Where we Work
Udemy is a global company headquartered in San Francisco, with additional U.S. offices in Denver and Austin, and international hubs in Australia, India, Ireland, Mexico, and TΓΌrkiye. This is an in-office position, requiring three days a week in the office (Tuesday, Wednesday, Thursday) and flexibility on Mondays and Fridays.
About your Skills
Strong verbal and written communication skills in English.
Troubleshooting and problem-solving abilities with attention to detail.
Ability to work effectively in a team, share ideas, and adapt to feedback.
About this role
Engineering teams at Udemy build & manage several microservices that power the Udemy B2B and D2C products. As a Reliability Engineer Intern on the Datastore Infrastructure (DSI) team, you will have the opportunity to work closely with Senior Staff Database Reliability Engineers on a high-impact, focused project. This 12-week program is designed to give you hands-on experience in managing critical data infrastructure and contribute to the reliability and scalability of our core services. Your project will be scoped to provide significant learning while directly impacting the performance, uptime, or security of a key datastore, streaming, or caching component.
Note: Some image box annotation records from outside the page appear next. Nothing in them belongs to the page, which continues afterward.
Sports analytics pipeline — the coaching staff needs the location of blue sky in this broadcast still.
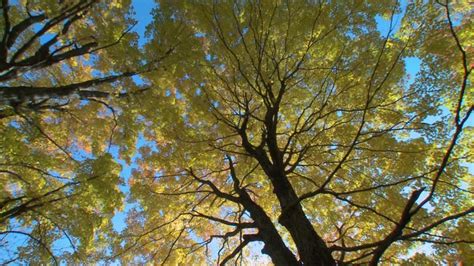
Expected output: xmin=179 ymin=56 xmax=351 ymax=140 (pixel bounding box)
xmin=0 ymin=0 xmax=474 ymax=264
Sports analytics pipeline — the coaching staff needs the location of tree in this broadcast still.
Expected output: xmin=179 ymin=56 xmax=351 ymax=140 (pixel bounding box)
xmin=114 ymin=1 xmax=474 ymax=265
xmin=0 ymin=0 xmax=473 ymax=265
xmin=0 ymin=0 xmax=171 ymax=264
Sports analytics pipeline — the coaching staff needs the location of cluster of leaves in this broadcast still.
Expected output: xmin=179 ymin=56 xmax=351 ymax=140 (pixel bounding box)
xmin=0 ymin=0 xmax=474 ymax=265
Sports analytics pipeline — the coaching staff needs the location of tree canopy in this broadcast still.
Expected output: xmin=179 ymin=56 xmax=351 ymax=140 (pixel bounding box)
xmin=0 ymin=0 xmax=474 ymax=265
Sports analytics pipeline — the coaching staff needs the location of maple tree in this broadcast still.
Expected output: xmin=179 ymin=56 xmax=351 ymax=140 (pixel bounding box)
xmin=0 ymin=0 xmax=474 ymax=265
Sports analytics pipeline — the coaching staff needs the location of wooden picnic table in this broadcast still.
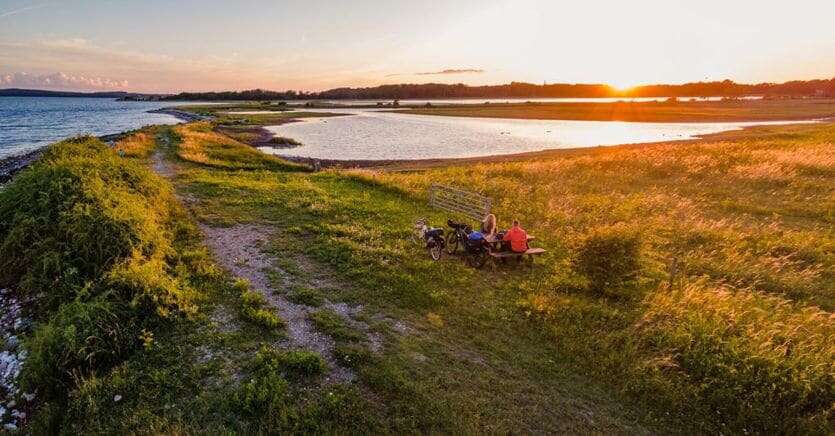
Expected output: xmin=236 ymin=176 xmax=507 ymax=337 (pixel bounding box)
xmin=484 ymin=235 xmax=545 ymax=270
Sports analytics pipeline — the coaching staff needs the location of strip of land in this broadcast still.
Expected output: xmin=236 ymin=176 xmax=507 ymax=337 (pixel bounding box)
xmin=0 ymin=108 xmax=835 ymax=434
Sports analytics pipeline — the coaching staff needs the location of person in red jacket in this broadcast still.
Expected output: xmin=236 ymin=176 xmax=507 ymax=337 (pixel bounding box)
xmin=502 ymin=220 xmax=528 ymax=253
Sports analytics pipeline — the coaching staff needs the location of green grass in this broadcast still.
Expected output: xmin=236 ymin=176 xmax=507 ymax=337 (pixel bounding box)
xmin=396 ymin=99 xmax=835 ymax=122
xmin=8 ymin=117 xmax=835 ymax=433
xmin=310 ymin=309 xmax=365 ymax=342
xmin=171 ymin=119 xmax=835 ymax=432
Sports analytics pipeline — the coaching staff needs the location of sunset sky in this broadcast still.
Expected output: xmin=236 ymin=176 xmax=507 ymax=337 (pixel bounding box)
xmin=0 ymin=0 xmax=835 ymax=92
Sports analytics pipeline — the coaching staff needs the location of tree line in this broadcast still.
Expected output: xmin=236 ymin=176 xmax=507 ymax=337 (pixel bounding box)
xmin=163 ymin=78 xmax=835 ymax=100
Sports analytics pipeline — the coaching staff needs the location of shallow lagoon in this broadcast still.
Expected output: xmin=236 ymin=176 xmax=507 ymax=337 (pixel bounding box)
xmin=260 ymin=109 xmax=798 ymax=160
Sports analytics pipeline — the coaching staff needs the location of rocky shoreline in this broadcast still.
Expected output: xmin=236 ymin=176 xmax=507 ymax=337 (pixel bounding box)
xmin=0 ymin=148 xmax=44 ymax=184
xmin=0 ymin=108 xmax=205 ymax=185
xmin=148 ymin=108 xmax=211 ymax=123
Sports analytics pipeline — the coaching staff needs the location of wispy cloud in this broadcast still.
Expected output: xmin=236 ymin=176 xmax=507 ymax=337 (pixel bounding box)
xmin=0 ymin=72 xmax=128 ymax=91
xmin=386 ymin=68 xmax=484 ymax=77
xmin=0 ymin=3 xmax=49 ymax=18
xmin=415 ymin=68 xmax=484 ymax=76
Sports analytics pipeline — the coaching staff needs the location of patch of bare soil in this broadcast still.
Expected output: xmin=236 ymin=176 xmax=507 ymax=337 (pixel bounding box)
xmin=201 ymin=224 xmax=355 ymax=383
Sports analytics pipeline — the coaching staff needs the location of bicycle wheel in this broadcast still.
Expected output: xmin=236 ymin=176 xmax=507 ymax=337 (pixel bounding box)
xmin=409 ymin=219 xmax=426 ymax=245
xmin=429 ymin=241 xmax=443 ymax=260
xmin=446 ymin=230 xmax=459 ymax=254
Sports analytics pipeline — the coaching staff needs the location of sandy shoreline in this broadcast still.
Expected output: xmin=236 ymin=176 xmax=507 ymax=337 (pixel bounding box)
xmin=262 ymin=118 xmax=835 ymax=171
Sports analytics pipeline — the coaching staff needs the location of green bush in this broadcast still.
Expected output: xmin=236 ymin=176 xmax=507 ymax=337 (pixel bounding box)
xmin=0 ymin=138 xmax=173 ymax=311
xmin=21 ymin=299 xmax=139 ymax=400
xmin=573 ymin=225 xmax=641 ymax=297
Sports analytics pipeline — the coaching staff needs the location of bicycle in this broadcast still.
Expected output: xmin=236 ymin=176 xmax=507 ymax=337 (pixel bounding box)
xmin=411 ymin=218 xmax=446 ymax=261
xmin=446 ymin=220 xmax=472 ymax=254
What you'll be doing (12-Week Focus):
Learn and Contribute to Core Systems: Spend time learning the team's technology stack, including our use of databases (e.g., MySQL, PGSQL), streaming platforms (Kafka), caching systems (Redis), and infrastructure-as-code tools (Terraform).
Scoped Project Implementation: Design, specify, and implement a feature or improvement for a core infrastructure component, focusing on automation, monitoring, or performance. This project will be the central focus of your 12-week internship.
Infrastructure Automation: Assist in developing immutable infrastructure patterns and writing automation code in languages like Python or Golang to improve developer efficiency and service reliability.
Observability and Monitoring: Contribute to enhancing the observability of our systems by improving monitoring and documentation for datastore health and performance.
Code Review and Quality: Participate in code reviews to learn best practices for quality, security, and performance in a production environment.
Agile Collaboration: Collaborate with the wider Platform team and cross-functional partners to understand engineering requirements and integrate your project seamlessly.